Hage Geingob, the late Namibian president buried



Namibia’s former president Hage Geingob, who passed away in hospital on February 4th after a battle with cancer, was laid to rest at the Heroes Acre on Sunday. Thousands of mourners, including 25 heads of state and former presidents, gathered on the outskirts of Windhoek for the burial ceremony, which followed 20 days of national mourning.

During the ceremony, soldiers paid tribute to Geingob with a 21-gun salute, and K-8 fighter jets flew past in his honor. Geingob, aged 82, served as Namibia’s two-time prime minister and third president since its independence from minority-ruled South Africa in 1990. He had been in office since 2015 and was serving his final year at the time of his passing.

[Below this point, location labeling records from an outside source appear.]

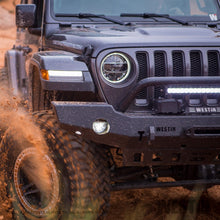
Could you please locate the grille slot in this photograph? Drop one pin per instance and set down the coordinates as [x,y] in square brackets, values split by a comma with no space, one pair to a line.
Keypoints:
[213,63]
[142,62]
[196,64]
[160,70]
[178,62]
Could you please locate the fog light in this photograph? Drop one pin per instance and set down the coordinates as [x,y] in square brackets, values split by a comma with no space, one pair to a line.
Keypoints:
[100,127]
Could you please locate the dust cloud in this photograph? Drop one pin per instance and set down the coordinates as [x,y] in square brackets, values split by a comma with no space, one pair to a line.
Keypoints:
[147,204]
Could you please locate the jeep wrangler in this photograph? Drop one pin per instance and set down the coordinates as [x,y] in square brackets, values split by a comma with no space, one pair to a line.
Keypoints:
[124,92]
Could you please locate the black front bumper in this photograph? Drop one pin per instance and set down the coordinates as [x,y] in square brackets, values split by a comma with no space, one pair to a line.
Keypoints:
[147,139]
[81,116]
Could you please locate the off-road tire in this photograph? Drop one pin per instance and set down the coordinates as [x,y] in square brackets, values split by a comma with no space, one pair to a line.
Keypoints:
[83,180]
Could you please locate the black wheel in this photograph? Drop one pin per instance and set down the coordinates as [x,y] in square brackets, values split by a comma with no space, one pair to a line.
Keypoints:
[66,181]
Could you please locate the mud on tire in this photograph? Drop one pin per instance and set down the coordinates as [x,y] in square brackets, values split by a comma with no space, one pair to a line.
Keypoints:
[78,186]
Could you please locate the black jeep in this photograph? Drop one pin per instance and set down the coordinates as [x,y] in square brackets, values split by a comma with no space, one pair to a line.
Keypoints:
[124,91]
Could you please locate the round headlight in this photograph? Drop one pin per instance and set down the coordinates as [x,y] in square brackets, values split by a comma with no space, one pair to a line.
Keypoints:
[115,67]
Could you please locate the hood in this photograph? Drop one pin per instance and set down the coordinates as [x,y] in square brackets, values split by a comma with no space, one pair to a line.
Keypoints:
[101,38]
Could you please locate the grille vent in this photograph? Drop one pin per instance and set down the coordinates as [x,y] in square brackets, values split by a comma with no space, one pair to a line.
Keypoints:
[178,63]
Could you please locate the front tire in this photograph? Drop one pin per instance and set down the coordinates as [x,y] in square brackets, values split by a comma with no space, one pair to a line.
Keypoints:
[78,186]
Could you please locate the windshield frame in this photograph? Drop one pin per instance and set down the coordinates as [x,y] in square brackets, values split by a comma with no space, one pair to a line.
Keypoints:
[137,20]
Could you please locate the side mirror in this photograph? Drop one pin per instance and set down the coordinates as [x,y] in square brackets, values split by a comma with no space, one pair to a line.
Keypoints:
[25,15]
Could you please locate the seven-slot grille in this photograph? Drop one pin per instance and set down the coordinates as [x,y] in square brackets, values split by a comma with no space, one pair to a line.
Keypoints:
[178,63]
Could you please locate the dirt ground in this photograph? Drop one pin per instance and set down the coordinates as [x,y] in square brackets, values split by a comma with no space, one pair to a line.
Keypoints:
[149,204]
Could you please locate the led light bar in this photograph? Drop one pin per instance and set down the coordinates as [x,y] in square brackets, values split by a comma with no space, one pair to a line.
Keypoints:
[193,90]
[58,75]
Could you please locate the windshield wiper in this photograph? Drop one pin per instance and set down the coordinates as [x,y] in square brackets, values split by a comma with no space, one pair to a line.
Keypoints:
[89,15]
[152,15]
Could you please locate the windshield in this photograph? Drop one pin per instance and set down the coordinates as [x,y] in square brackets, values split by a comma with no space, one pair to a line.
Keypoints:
[207,10]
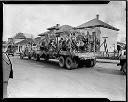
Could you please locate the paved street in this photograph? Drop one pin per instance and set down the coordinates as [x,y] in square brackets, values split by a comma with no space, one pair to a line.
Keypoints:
[46,79]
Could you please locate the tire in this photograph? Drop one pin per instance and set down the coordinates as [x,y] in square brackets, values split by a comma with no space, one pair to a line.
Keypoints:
[29,56]
[61,62]
[124,68]
[69,63]
[75,64]
[46,58]
[36,57]
[21,56]
[93,63]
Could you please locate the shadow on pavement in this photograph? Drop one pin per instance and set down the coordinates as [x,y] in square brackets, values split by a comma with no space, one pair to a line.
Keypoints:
[49,64]
[110,71]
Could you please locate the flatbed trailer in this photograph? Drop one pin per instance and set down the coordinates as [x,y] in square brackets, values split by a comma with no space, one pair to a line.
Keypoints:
[69,59]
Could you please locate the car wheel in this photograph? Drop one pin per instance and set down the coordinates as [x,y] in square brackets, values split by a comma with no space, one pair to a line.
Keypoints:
[61,61]
[69,63]
[124,68]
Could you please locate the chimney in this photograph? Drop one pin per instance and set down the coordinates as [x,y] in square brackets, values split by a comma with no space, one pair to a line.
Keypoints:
[97,16]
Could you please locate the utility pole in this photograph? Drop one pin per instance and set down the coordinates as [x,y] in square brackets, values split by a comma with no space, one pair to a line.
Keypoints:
[114,50]
[105,46]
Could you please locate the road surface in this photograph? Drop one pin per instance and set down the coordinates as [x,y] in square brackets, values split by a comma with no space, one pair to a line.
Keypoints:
[41,79]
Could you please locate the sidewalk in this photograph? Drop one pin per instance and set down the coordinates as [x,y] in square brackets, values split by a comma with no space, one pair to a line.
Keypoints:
[107,61]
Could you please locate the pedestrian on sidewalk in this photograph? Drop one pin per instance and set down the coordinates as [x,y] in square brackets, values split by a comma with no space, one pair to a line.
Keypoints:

A veteran of Namibia’s independence struggle, Geingob spent 27 years in exile in Botswana, Zambia, and the U.S. before returning to Namibia in 1989. He held various senior positions in government and in the South West African People’s Organisation (SWAPO), including chairing the body that drafted Namibia’s constitution, which is lauded as a model of good governance and the rule of law.

Geingob, as Namibia’s first prime minister, is credited with introducing modern management approaches to government operations. At the funeral, Nangolo Mbumba, interim president, praised Geingob’s profound impact on the nation, stating, “You leave our country in better shape … You have left us with an economic roadmap towards prosperity.”

Namibia is classified as a middle-income country with abundant reserves of diamonds, uranium, and lithium, the latter being crucial for electric car batteries.